If you tuned in to Justin Trudeau’s throne speech on Wednesday afternoon, you may have noticed a man donning a blask mask and a fancy-looking hat.

If you did spot him, you weren't the only one.

Canadians across social media were extremely interested in this individual’s role in the proceedings and had plenty to say about his job title.

According to the Senate, the Usher of the Black Rod, or “the Black Rod” for short, has an important role to play in this kind of ceremony.

The Black Rod’s main duty during a throne speech is to lead the Senate Speaker’s parade into the Senate Chamber.

He’s also required to summon MP’s to the Red Chamber.

If you were wondering where the "black rod" part comes from, there's an explanation for that, too.

According to the Senate, his name comes from one very specific accessory he carries with him.
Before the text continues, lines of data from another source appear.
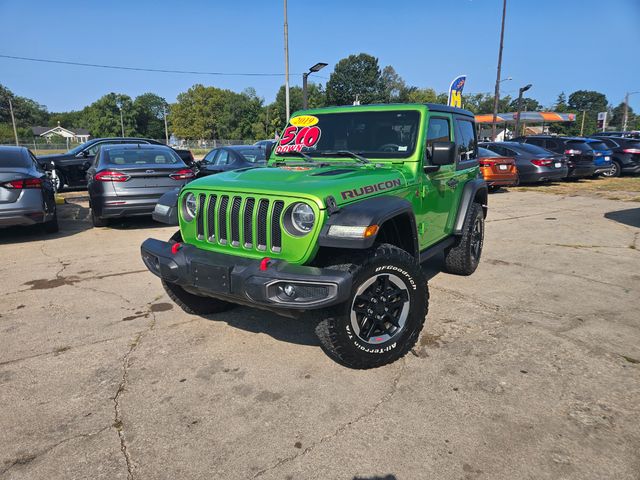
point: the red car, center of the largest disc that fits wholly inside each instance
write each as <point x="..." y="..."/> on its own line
<point x="497" y="171"/>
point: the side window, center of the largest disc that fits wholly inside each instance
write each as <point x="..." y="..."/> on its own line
<point x="438" y="130"/>
<point x="552" y="145"/>
<point x="498" y="149"/>
<point x="466" y="140"/>
<point x="222" y="158"/>
<point x="36" y="164"/>
<point x="210" y="156"/>
<point x="535" y="141"/>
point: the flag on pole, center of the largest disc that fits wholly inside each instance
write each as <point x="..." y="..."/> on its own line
<point x="455" y="91"/>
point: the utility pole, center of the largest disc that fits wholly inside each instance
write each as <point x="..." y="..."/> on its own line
<point x="316" y="68"/>
<point x="13" y="120"/>
<point x="520" y="92"/>
<point x="166" y="128"/>
<point x="496" y="97"/>
<point x="286" y="61"/>
<point x="625" y="117"/>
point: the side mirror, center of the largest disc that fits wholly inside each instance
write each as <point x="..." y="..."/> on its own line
<point x="442" y="153"/>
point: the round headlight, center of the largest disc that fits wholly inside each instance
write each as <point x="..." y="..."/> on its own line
<point x="190" y="207"/>
<point x="302" y="218"/>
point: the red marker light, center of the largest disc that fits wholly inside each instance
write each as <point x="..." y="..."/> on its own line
<point x="264" y="263"/>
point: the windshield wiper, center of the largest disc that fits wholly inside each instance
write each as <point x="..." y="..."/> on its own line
<point x="346" y="153"/>
<point x="306" y="157"/>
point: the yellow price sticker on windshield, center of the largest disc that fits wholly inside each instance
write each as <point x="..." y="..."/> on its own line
<point x="304" y="121"/>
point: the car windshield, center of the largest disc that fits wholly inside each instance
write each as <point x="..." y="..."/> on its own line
<point x="598" y="146"/>
<point x="79" y="148"/>
<point x="383" y="134"/>
<point x="140" y="156"/>
<point x="483" y="152"/>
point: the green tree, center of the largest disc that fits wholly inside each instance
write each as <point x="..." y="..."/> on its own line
<point x="394" y="88"/>
<point x="357" y="76"/>
<point x="149" y="115"/>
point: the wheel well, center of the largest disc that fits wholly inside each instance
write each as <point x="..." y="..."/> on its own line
<point x="399" y="231"/>
<point x="481" y="197"/>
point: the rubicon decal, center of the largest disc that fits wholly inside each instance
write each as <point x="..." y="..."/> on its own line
<point x="366" y="190"/>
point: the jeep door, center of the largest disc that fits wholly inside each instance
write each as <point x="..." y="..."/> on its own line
<point x="437" y="192"/>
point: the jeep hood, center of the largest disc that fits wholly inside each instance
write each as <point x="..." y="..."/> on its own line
<point x="346" y="183"/>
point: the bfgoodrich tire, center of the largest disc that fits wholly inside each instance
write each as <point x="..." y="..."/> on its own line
<point x="195" y="304"/>
<point x="464" y="256"/>
<point x="385" y="312"/>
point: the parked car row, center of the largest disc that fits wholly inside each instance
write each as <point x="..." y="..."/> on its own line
<point x="544" y="158"/>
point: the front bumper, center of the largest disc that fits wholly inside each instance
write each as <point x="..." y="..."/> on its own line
<point x="242" y="280"/>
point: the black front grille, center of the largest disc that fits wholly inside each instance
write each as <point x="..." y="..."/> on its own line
<point x="229" y="219"/>
<point x="235" y="221"/>
<point x="276" y="233"/>
<point x="263" y="208"/>
<point x="211" y="216"/>
<point x="248" y="222"/>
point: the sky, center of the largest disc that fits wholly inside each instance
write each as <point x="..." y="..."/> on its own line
<point x="556" y="45"/>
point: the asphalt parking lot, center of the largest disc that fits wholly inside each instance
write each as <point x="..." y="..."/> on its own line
<point x="530" y="368"/>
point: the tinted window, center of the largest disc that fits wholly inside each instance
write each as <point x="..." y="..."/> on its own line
<point x="438" y="130"/>
<point x="141" y="156"/>
<point x="386" y="134"/>
<point x="222" y="158"/>
<point x="13" y="159"/>
<point x="208" y="158"/>
<point x="253" y="155"/>
<point x="467" y="147"/>
<point x="531" y="149"/>
<point x="579" y="144"/>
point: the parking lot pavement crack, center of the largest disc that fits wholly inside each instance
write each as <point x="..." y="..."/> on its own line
<point x="26" y="459"/>
<point x="118" y="422"/>
<point x="342" y="428"/>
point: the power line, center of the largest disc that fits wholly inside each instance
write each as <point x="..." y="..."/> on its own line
<point x="141" y="69"/>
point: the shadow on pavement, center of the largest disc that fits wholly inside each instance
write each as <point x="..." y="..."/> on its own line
<point x="629" y="217"/>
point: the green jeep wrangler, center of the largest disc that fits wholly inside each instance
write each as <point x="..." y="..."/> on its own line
<point x="352" y="201"/>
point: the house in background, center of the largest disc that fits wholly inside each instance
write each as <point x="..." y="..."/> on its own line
<point x="72" y="135"/>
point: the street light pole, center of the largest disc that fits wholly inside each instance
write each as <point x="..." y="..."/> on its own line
<point x="286" y="61"/>
<point x="496" y="97"/>
<point x="13" y="121"/>
<point x="166" y="128"/>
<point x="316" y="68"/>
<point x="520" y="92"/>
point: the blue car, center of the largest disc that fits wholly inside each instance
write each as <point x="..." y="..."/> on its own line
<point x="602" y="158"/>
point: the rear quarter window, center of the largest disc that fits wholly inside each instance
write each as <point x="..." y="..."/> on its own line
<point x="13" y="159"/>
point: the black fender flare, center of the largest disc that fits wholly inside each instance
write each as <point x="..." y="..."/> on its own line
<point x="473" y="189"/>
<point x="371" y="211"/>
<point x="170" y="214"/>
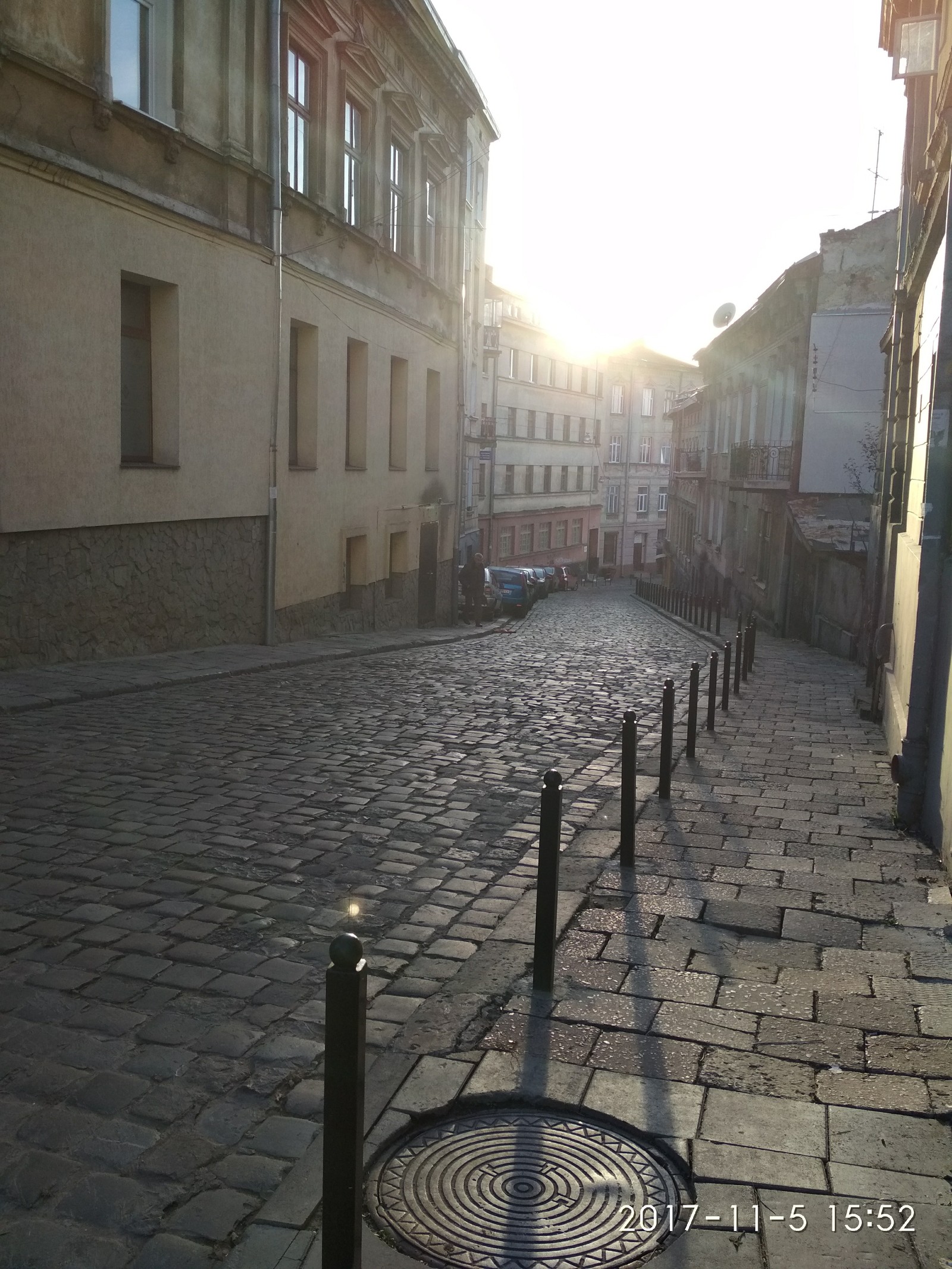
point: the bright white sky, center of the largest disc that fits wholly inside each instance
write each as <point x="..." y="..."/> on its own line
<point x="659" y="159"/>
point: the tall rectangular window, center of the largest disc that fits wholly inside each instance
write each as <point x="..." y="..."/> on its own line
<point x="353" y="123"/>
<point x="397" y="413"/>
<point x="399" y="551"/>
<point x="480" y="192"/>
<point x="433" y="412"/>
<point x="136" y="374"/>
<point x="397" y="195"/>
<point x="357" y="404"/>
<point x="299" y="116"/>
<point x="432" y="230"/>
<point x="131" y="52"/>
<point x="292" y="396"/>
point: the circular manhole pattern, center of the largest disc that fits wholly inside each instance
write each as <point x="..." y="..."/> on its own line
<point x="528" y="1188"/>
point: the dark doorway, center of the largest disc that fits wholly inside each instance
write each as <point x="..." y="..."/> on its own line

“The Usher has to knock three times on the House of Commons door with the base of his black rod to deliver his message,” it explains.

The rod is described as an “ebony cane” that is carried as a symbol of authority.

If this all sounds a little bizarre, it may be because the role is pretty old. In fact, it’s a parliamentary tradition that's been around for 600 years!

 

Canadians on Twitter had plenty to say about this role during the throne speech.

“The Usher of the Black Rod. Now there's a LinkedIn profile job title that'd get some hits,” wrote one Twitter user.

Another asked, “How does one become the usher of the black rod? Asking for a friend.”

While one Twitter user described the role as scary, another asked, “Where can I get an usher of the black rod halloween costume?"

During Wednesday’s throne speech, protesters showed up and chanted during the national anthem.

After the statement, which failed to mention a CERB extension and paid sick leave, NDP leader Jagmeet Singh described it as “empty words.”

Trudeau now relies on support from at least one other party to avoid a federal election in the fall.